A young, dark-haired man with piercing blue eyes entered the room, sharply came to attention, saluted his superior officer and then remained silent, waiting to be spoken to. Like that of his commanding general, the youthful officer’s once immaculate uniform was now filthy and threadbare.
“Constantine, I want you to take my personal bodyguard, Sergeant Tarasov, and a squad of trustworthy men and leave here immediately,” said Alekseev, looking deep into the sharp eyes of the young officer.
The captain started to speak but was quickly cut off by a raised hand.
“I need you to do something…something very important for me,” said Alekseev. “You are the only officer remaining on my staff that I still trust. I want you to escort my wife and our granddaughter away from here and deliver them into the safekeeping of Admiral Kolchak. His forces are advancing from the east and should be only about a hundred miles or so from here by now. There is a train waiting for me at the station, I will remain here, and you will go in my place.”
“Sir—,” Bagration said, about to protest, but was again cut off by Alekseev.
“Constantine, you are a good and honourable man. I want your word that you will do as I ask and defend them with your life.”
“General, I give you my word that no harm will come to them as long as I live,” replied Bagration firmly.
Alekseev slowly rose to his feet and placed a weary hand on the young officer’s shoulder. “Also, once you have seen to the safety of my family, I want you to take this letter to my brother in England and remain with him until he sees fit to dispense with your services,” Alekseev explained as he handed him the leather briefcase. “Constantine, I have never in my life asked so much from one man. Do you under
stand what is being asked of you?”
Bagration looked the tired general in the eyes. “Yes sir, I do,” earnestly answered the young officer. “But what about yourself? Surely you will be coming. The Bolsheviks will be here shortly. You cannot remain…to do so would be suicide.”
“I must remain with what is left of my command,” replied Alekseev, sadness and defeat filling his voice.
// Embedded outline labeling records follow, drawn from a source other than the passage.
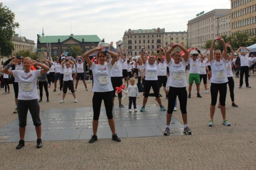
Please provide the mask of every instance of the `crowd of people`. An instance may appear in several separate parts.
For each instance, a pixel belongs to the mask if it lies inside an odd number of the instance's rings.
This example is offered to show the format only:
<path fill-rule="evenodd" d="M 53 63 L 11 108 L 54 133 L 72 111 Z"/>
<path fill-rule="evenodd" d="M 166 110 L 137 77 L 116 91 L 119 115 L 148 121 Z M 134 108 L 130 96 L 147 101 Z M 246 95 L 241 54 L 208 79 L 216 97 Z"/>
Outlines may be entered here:
<path fill-rule="evenodd" d="M 218 49 L 214 50 L 214 44 L 217 41 L 222 45 L 222 52 Z M 37 147 L 40 148 L 42 146 L 38 103 L 44 101 L 43 87 L 47 102 L 50 102 L 48 88 L 52 83 L 54 84 L 53 92 L 57 91 L 58 86 L 58 94 L 62 94 L 62 96 L 62 96 L 60 103 L 64 102 L 68 89 L 69 93 L 74 97 L 74 102 L 77 103 L 76 91 L 79 80 L 82 81 L 85 91 L 88 90 L 85 76 L 87 67 L 90 72 L 88 82 L 92 79 L 93 83 L 92 91 L 94 92 L 92 103 L 94 112 L 93 134 L 89 141 L 89 143 L 93 143 L 98 140 L 97 132 L 102 100 L 112 133 L 112 139 L 120 142 L 121 139 L 116 133 L 112 114 L 115 97 L 118 99 L 119 107 L 124 108 L 125 106 L 122 104 L 122 95 L 128 95 L 128 111 L 129 112 L 132 111 L 132 108 L 133 105 L 133 111 L 136 112 L 137 111 L 136 100 L 140 97 L 139 92 L 143 92 L 144 97 L 140 112 L 146 110 L 148 98 L 150 95 L 155 97 L 160 110 L 165 111 L 166 109 L 160 98 L 162 96 L 160 94 L 162 87 L 165 89 L 166 98 L 168 99 L 166 127 L 164 134 L 167 135 L 170 133 L 172 113 L 177 110 L 177 97 L 183 121 L 184 133 L 191 134 L 192 131 L 188 125 L 186 109 L 188 98 L 192 97 L 192 90 L 194 81 L 196 87 L 196 97 L 202 97 L 200 93 L 202 79 L 205 93 L 209 93 L 207 83 L 208 77 L 210 81 L 211 99 L 208 125 L 210 127 L 213 125 L 213 117 L 219 93 L 218 107 L 220 109 L 222 115 L 222 123 L 229 126 L 230 124 L 226 118 L 225 107 L 227 85 L 228 85 L 229 88 L 232 106 L 238 107 L 234 102 L 233 73 L 235 72 L 236 77 L 239 78 L 240 76 L 239 88 L 242 87 L 244 75 L 246 87 L 250 88 L 248 77 L 251 70 L 252 75 L 254 75 L 256 67 L 256 57 L 252 54 L 250 57 L 249 49 L 241 47 L 236 51 L 238 56 L 235 56 L 230 43 L 225 43 L 220 36 L 214 38 L 211 48 L 206 50 L 204 54 L 197 48 L 193 48 L 188 51 L 182 43 L 173 43 L 170 45 L 168 49 L 158 47 L 154 56 L 144 51 L 146 46 L 144 46 L 141 49 L 140 57 L 132 58 L 122 48 L 121 44 L 118 42 L 116 44 L 120 47 L 120 52 L 118 53 L 110 51 L 111 47 L 113 44 L 113 42 L 111 42 L 108 48 L 98 46 L 85 53 L 83 56 L 76 56 L 75 59 L 64 54 L 55 60 L 50 56 L 44 57 L 43 61 L 40 59 L 34 60 L 27 57 L 24 58 L 21 56 L 13 56 L 3 63 L 0 71 L 1 88 L 3 89 L 4 87 L 5 90 L 3 95 L 10 93 L 8 82 L 13 81 L 16 105 L 14 113 L 18 114 L 20 138 L 16 147 L 17 149 L 24 146 L 28 110 L 32 116 L 36 127 Z M 230 49 L 230 54 L 228 53 L 228 48 Z M 179 50 L 177 50 L 177 49 L 184 52 L 184 55 Z M 92 59 L 89 56 L 93 53 L 96 54 L 96 56 Z M 186 90 L 188 85 L 186 76 L 186 69 L 188 67 L 189 68 L 188 93 Z M 137 83 L 136 79 L 138 80 Z M 74 86 L 74 82 L 75 82 Z M 38 89 L 39 90 L 39 99 Z M 150 93 L 151 89 L 153 93 Z M 122 91 L 124 91 L 125 93 L 122 94 Z"/>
“Sir, they will hang you as a traitor.”
“I know my dear Constantine, but no matter what you say, I will not be leaving here. I have failed Russia and unlike you, I do not deserve a second chance. Please understand that you take with you valuable information that will help our nation proudly rise once more from the ashes when this terrible war is over.”
Suddenly, out of the sky, an artillery round landed close to the farm with a thunderous explosion, ripping apart some of the straggling soldiers on the road. The farm shook violently; several windows shattered inwards, showering the unfortunate wounded soldiers lying on the floor with shards of glass.
Alekseev pretended to be unfazed by the death and destruction around him. “Go…go now Constantine, you cannot waste any more time with me.” Reaching into his desk, Alekseev pulled out a small purse full of gold coins and tossed it over to Bagration. “This isn’t much, but it will help you. Now please go, you do not have much time.”
Knowing there was nothing more he could say or do, Captain Bagration gritted his teeth, came to attention, saluted, and with dogged determination in his eyes he turned about and went to find Alekseev’s loyal Cossack bodyguard, Sergeant Tarasov.